Prosciutto Wrapped Roasted AsparagusServes 8
- 1 pound asparagus
- 1 tablespoon olive oil
- Sea salt
- Freshly ground pepper
- Thinly sliced prosciutto (1 slice per 2 asparagus spears)
- Preheat the oven to 400 degrees F and line a baking sheet with nonstick aluminum foil.
- Hold the asparagus firmly in your hand and snap the ends off; discard ends. Place the asparagus on the baking sheet and drizzle with olive oil; sprinkle with salt and pepper; slide the asparagus into the oven and bake for 15 minutes. Remove from oven and let cool to room temperature.
- Wrap each asparagus spear with a half slice of prosciutto; arrange on a platter; chill until ready to serve.

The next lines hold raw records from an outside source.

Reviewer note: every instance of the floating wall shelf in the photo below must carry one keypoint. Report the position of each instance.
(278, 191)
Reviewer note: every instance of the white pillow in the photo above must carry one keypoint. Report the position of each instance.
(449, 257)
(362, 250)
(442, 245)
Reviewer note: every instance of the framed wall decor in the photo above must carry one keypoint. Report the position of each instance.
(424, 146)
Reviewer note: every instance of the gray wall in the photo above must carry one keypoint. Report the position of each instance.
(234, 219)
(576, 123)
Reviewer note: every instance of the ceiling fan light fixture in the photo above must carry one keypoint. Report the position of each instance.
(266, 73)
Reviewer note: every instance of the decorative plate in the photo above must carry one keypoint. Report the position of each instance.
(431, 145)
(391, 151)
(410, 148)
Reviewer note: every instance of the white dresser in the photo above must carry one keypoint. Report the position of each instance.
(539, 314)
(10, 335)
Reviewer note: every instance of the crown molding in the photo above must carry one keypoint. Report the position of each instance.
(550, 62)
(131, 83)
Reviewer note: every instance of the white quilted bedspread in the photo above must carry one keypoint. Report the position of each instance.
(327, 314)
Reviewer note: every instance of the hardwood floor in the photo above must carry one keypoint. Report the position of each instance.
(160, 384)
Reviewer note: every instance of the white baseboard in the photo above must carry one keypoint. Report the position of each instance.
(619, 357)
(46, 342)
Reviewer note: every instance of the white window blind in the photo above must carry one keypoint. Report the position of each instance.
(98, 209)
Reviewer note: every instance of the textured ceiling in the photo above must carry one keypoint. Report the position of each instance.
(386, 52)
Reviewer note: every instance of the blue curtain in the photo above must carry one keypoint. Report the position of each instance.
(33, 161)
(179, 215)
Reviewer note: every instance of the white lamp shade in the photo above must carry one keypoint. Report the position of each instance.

Fillo Clams CasinoYields 30 shells
- 2 tablespoons unsalted butter, softened to room temperature
- 1 shallot, finely chopped
- 1/4 teaspoon ground black pepper
- 1/2 teaspoon kosher salt
- 4 slices bacon, cooked and drained
- 1 can minced clams, drained
- 1/2 cup dried Italian seasoned bread crumbs
- 2 tablespoons grated Romano cheese
- 2 tablespoons fresh parsley, chopped
- 2 packages fillo shells
- Combine butter, shallots, ground pepper, and salt in a small bowl; form a ball shape and wrap securely with plastic wrap. Place in the freezer for about 30 minutes, until firm (but not frozen or solid).
- Crumble bacon into a small bowl; stir together with minced clams.
- In another small bowl, combine bread crumbs, Romano, and parsley.
- Line a baking sheet with nonstick aluminum foil and arrange the fillo sheets on top; divide the bacon mixture evenly among the shells; sprinkle with the breadcrumb mixture, also dividing equally among the shells; cut the butter mixture into 30 pieces and add one to each shell.
- Slide the baking sheet into the oven and broil on high. Cook for 4 to 5 minutes, until the butter is melted. Be sure to watch closely to avoid burning. Serve warm from the oven or cooled.